The current Arsenal board would almost certainly never dismiss him. Results and performances have been indifferent for the majority of the season on the pitch, but financially the club continue to make significant profit. Arsene Wenger plays a major role in that and only last summer generated around £60 million from the sales of Cesc Fabregas and Samir Nasri. Wenger has also accepted the Club’s wage structure and the fact that the debt from the move to Emirates Stadium has to be paid off before heavy investment in the team can be made. Another manager may not be quite so in tune with the board’s stance. Whether the chief aim of a football club is to reap profits every season is another matter.
Taking all of that into account, who is largely to blame for the lack of silverware? The manager or the Arsenal board?
Both parties have to hold their hands up and accept that mistakes have been made. Ever since the Gunners left Highbury back in 2006, the quality of the club’s playing staff has gradually receded. You need only look at the positions they have finished in since the relocation. In the first five seasons at the Emirates they have never broken into the league’s top two. This is in stark contrast to their days at Highbury, when they did so for eight successive seasons between 1998 and 2005.
When the Club first made the move, the board of directors ensured fans that investment in the team would not be affected. They were of the stance that the move was essential to ensure the club could compete in the transfer market. The story of the first half-decade at Ashburton Grove has been so contradictory of that claim it beggars belief.
Every summer, vast amounts of money has been recouped from selling players with minimal being outlayed on their replacements. Influential first-team players have been lost year-on-year, the likes of Thierry Henry, Mathieu Flamini, Emmanuel Adebayor, and the aforementioned Fabregas and Nasri have been moved on with less expensive, and more often than not, less adequate replacements coming in.
Is it not the manager’s fault for overseeing the departures of these players?
Of course, the manager has to bear responsibility for allowing players to leave. He could well have been stronger in many situations, notably last summer when the club would not sanction Samir Nasri’s wage demands. He accepted that Nasri’s demands were disproportionate to the pay structure and let his countryman depart. He should have fought tooth and nail to keep him and taken on the club‘s board, especially as he was about to lose another world-class performer in Fabregas in the same transfer window.

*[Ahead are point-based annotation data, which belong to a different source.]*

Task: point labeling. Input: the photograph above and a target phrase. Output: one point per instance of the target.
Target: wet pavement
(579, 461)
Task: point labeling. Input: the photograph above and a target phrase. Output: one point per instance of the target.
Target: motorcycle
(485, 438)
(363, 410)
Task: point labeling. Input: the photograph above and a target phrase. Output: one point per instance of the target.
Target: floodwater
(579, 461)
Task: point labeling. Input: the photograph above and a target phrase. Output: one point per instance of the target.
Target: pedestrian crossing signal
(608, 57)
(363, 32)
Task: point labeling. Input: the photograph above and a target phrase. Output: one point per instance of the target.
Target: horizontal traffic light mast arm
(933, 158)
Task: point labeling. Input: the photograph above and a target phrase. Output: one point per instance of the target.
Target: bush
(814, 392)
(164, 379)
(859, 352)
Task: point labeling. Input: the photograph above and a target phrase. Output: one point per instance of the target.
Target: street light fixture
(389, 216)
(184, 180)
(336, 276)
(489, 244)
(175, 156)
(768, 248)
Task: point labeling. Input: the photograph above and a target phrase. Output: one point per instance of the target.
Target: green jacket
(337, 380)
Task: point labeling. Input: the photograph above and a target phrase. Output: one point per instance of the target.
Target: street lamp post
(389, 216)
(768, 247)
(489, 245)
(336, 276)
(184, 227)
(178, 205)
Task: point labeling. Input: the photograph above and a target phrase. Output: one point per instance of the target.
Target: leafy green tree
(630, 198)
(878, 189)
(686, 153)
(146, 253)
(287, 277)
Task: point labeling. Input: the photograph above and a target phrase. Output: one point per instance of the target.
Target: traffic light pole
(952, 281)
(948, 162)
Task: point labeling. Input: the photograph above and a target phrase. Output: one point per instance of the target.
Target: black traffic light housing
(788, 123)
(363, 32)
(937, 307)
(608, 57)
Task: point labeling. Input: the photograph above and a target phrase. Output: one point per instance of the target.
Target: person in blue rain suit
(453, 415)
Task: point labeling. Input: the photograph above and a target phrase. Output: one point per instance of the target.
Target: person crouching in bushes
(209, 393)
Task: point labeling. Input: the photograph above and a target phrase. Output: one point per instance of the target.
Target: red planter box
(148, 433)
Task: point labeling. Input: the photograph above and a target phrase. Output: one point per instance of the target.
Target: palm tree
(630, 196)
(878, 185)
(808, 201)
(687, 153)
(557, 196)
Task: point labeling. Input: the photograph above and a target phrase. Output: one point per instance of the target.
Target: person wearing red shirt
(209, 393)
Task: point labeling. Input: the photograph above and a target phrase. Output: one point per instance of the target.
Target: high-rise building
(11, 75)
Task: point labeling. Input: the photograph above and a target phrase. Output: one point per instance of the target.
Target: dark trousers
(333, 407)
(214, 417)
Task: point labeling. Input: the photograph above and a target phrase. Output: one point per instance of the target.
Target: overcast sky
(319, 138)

However, he was determined to ensure they were free of debt as quickly as possible, whilst at the same time still trying to build a team capable of challenging for honours. An unenviable task, but one that he and Arsenal have not been far away from in the last five years. Only last season, they led the title race for large chunks of the season before disappointingly falling away, and have qualified for the Champions League with relative ease season after season. That achievement should not be sneered at, particularly with Sheikh Mansour’s takeover at Manchester City quickly catapulting them into the top four, and Arsenal’s struggles this season only emphasise the point of how difficult it is to consistently claim a Champions League place. As he tries to balance the books, the insistence from Wenger that finishing fourth is a bigger trophy to him than winning the FA Cup is understandable, although does little to help his cause with fans desperate for silverware.
Ultimately, it is Wenger’s love for the club he has served with such distinction, and his ambition to leave his eventual successor a debt-free football club with the foundations in place to take Arsenal to an even greater level, that may well be his downfall.